Objectives: To evaluate the early prognostic value of the medical emergency team (MET) calling criteria in patients admitted to intensive care from the emergency department.
Design: Retrospective cohort study.
Setting: Emergency department and department of intensive care medicine of a 960-bed tertiary referral hospital.

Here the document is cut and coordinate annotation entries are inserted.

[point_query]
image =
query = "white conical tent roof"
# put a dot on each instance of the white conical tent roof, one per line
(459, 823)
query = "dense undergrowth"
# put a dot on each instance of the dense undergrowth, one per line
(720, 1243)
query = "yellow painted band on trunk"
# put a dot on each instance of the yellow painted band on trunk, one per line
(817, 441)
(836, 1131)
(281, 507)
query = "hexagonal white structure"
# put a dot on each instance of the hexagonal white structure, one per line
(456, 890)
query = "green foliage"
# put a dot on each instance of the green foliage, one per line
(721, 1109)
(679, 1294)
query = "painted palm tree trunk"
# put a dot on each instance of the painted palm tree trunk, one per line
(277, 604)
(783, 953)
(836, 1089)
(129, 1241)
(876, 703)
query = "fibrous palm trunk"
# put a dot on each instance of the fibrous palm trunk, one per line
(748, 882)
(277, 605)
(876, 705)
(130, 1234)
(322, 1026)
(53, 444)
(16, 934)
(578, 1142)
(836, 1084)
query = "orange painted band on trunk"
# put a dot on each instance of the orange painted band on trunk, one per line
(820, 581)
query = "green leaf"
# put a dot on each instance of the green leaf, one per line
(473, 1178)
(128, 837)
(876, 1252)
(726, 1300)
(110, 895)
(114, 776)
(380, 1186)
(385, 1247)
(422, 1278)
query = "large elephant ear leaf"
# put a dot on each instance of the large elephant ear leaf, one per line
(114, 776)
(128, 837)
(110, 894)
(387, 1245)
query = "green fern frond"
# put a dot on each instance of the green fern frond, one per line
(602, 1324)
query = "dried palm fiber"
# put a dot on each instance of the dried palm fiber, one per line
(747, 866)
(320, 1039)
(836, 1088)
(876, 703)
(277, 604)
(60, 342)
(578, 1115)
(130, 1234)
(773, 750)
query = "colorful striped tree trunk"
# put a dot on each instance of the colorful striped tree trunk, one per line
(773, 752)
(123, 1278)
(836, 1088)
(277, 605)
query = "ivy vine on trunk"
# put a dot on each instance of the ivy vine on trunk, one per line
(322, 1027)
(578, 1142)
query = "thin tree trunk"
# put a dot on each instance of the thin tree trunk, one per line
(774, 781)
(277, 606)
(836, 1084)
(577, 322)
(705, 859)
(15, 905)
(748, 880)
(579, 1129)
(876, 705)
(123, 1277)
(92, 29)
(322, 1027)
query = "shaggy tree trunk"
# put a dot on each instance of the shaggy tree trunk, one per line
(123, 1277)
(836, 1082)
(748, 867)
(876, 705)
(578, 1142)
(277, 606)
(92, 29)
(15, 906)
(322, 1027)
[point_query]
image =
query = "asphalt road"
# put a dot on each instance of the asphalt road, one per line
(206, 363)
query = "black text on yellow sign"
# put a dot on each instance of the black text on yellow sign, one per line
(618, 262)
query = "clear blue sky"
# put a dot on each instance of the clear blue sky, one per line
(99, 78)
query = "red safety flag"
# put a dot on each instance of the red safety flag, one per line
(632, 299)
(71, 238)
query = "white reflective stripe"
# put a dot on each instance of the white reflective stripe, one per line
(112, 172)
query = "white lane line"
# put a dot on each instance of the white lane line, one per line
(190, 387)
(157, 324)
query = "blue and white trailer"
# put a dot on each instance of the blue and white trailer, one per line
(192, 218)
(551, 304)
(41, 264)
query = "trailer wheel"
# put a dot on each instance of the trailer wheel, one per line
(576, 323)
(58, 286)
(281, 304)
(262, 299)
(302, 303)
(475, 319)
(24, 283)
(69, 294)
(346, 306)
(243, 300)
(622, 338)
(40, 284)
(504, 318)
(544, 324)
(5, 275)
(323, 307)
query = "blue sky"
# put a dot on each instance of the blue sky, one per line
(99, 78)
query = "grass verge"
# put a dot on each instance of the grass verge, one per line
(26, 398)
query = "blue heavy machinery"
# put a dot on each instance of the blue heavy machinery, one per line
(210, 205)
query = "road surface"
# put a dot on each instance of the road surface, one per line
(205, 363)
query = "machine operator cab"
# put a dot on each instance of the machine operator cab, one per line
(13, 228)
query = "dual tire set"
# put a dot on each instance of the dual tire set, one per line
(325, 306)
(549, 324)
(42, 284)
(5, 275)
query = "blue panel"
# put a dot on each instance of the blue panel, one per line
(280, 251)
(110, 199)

Patients: A total of 452 consecutive adult patients admitted to intensive care from the emergency department from January 1, 2004, to December 31, 2004.
Interventions: None.
Measurements and main results: MET calling criteria were retrospectively extracted from patient records, and the sum of positive criteria was calculated for the first hour in the emergency department (METinitial) and subsequently until admission to the intensive care unit in a series of time periods. The maximum number of positive MET calling criteria during any time period was defined (METmax). Logistic regression analysis revealed METinitial (odds ratio [OR] 3.392, 95% confidence interval [CI] 2.534-4.540) and METmax (OR 3.867, 95% CI 2.816-5.312) to be significant predictors of hospital mortality, the need for mechanical ventilation (METinitial: OR 4.151, 95% CI 3.53-4.652; METmax: OR 4.292, 95% CI 3.151-5.846), and occurrence of hemodynamic instability (METinitial: OR 1.548, 95% CI 1.258-1.905; METmax: OR 1.685, 95% CI 1.355-2.094) (all p < .0001).
Conclusions: MET scores collected early after admission or throughout the stay in the emergency department allow for simple identification of patients at risk of unfavorable outcome during the subsequent intensive care unit stay.